Before cell inoculation, the surfaces of the microwell chambers were treated with a 2-methacryloyloxy ethyl phosphorylcholine (MPC) polymer (lipidure-CR1701, Nichiyu, Japan) coating to prevent cell adhesion (36,38). Cells inoculated in microwells maintained suspension and aggregated spontaneously. As shown in Figure 1C, HepG2 and Swiss 3T3 cells were first seeded at a ratio of 4:1 with a total cell density of 4.0×106 cells/cm2. Pure HepG2 cells at the same cell density were seeded as the control. Twenty hours after inoculation into the microwell device, the aggregate formation of the two groups was evaluated. The average diameter and spheroid circularity of aggregates were calculated by ImageJ (RRID: SCR_003070). After two days of co-culture, HUVECs were subsequently inoculated into microwells at a density of 3.8×104 cells/cm2, and endothelialization on the hepatic cell aggregates was allowed to proceed for another three days of co-culture.
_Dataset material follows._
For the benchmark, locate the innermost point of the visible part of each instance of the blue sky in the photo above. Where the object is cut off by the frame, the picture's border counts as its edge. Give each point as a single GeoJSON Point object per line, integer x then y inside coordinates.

Endothelialized hepatic cell aggregates were constructed and harvested for further perfusion culture.
Non-woven fabric (0.1 g, NWF, 20 g/m2) made from PLLA (Figure 2A) was cut into small fragments to serve as biodegradable scaffold fibers. The fibers were treated with 1 N NaOH in an ultrasonic bath for 3 h to enhance their hydrophilicity. After centrifugation, the treated fibers were collected and washed sequentially with 70% ethanol (EtOH), Milli-Q, and phosphate buffer saline (PBS) for three times each. The fibers were then passed through a 300 µm filter to remove fiber clusters. The resulting single fibers (Figure 2B) were dispersed in culture medium for further use.
A perfusion bioreactor was fabricated using PDMS for oxygen supply. Figure 3A shows the structure of the bioreactor. The culture medium was dispensed into the culture chamber from the upper flow inlet and discharged from the lower flow outlet. A 40 µm polyester mesh filter was placed at the bottom of the culture chamber to trap cultured elements. The total volume of the culture chamber was 0.1028 cm3. The top tube was designed for aggregate and fiber seeding and was tightly clipped during the perfusion culture.
The configuration of the perfusion culture system is illustrated in Figure 3B. The system has four major constituent parts, namely, a medium reservoir, a peristaltic pump, a bubble trap, and a PDMS-based bioreactor. Endothelialized hepatic cell aggregates and PLLA fibers were mixed at a ratio of 1:1 and loaded into the bioreactor. For comparison, pure HepG2 aggregates were used to perform the same perfusion culture. High glucose-containing DMEM was supplied as the perfusion culture medium. The perfusion culture was carried out for 10 days with daily culture medium replacement. During the culture period, the whole perfusion system was placed in an incubator at 37 °C in 5% of CO2. The flow rate of perfusion was controlled at 0.24 mL/min to meet the demand for cellular oxygen consumption.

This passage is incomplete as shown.